Apache Spark is increasingly adopted as an alternate processing framework to MapReduce, due to its ability to speed up batch, interactive and streaming analytics. Spark enables new analytics use cases like machine learning and graph analysis with its rich and easy to use programming libraries. And, it offers the flexibility to run analytics on data stored in Hadoop, across data across object stores and within traditional databases. This makes Spark an ideal platform for accelerating cross-platform analytics on-premises and in the cloud. Building on the success of Spark 1.x release, Spark 2.x delivers major improvements in the areas of API, Performance, and Structured Streaming. In this paper, we will cover a high-level view of the Apache Spark framework, and then focus on what we consider to be very important improvements made in Apache Spark 2.x.
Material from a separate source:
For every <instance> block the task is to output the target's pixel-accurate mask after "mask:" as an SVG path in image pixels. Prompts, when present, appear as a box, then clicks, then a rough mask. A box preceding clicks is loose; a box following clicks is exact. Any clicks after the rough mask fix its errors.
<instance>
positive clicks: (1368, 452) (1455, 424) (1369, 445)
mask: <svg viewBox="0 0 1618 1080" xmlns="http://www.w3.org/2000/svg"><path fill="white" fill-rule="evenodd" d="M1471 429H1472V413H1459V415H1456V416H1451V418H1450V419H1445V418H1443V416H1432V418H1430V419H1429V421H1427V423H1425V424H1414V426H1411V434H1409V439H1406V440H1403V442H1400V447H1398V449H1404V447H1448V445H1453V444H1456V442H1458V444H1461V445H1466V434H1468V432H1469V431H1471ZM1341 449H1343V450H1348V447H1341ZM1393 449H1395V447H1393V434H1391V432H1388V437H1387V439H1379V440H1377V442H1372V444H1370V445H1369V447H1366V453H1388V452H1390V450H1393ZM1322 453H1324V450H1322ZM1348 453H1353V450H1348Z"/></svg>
We will then share the results of a real-world benchmark effort and share details on Spark and environment configuration changes made to our lab, discuss the results of the benchmark, and provide a reference architecture example for those interested in taking Spark 2.x for their own test drive. This presentation stresses the value of refreshing the Spark 1 with Spark 2 as performance testing results show 2.3x improvement with SparkSQL workloads similar to TPC Benchmark™ DS (TPC-DS).

Presentation Video


Mark Lochbihler
Principal Architect
Mark is currently in his fifth year within Hortonworks Partner Engineering and has 29 years of experience working with Advanced Analytic, Distributed Computing and Data platforms. He is currently focused on helping customers leverage Advanced Analytics, IoT and Big Data capabilities to achieve a competitive advantage. Mark has a BS in Computer Science from North Carolina State University and also holds a Six Sigma Black Belt.
Viplava Madasu
Big Data Systems Engineer
Hewlett Packard Enterprise
Viplava Madasu is a Big Data Systems Engineer at Hewlett Packard Enterprise where he currently works on evaluating emerging big data technologies and creating reference architectures for HPE converged infrastructure platforms. Previously, he worked developing software in different groups at HPE in Application Server Middleware/Java Hotspot JVM/SQL database engine areas. He holds a Masters degree in Computer Science from Indian Institute of Technology, Kharagpur.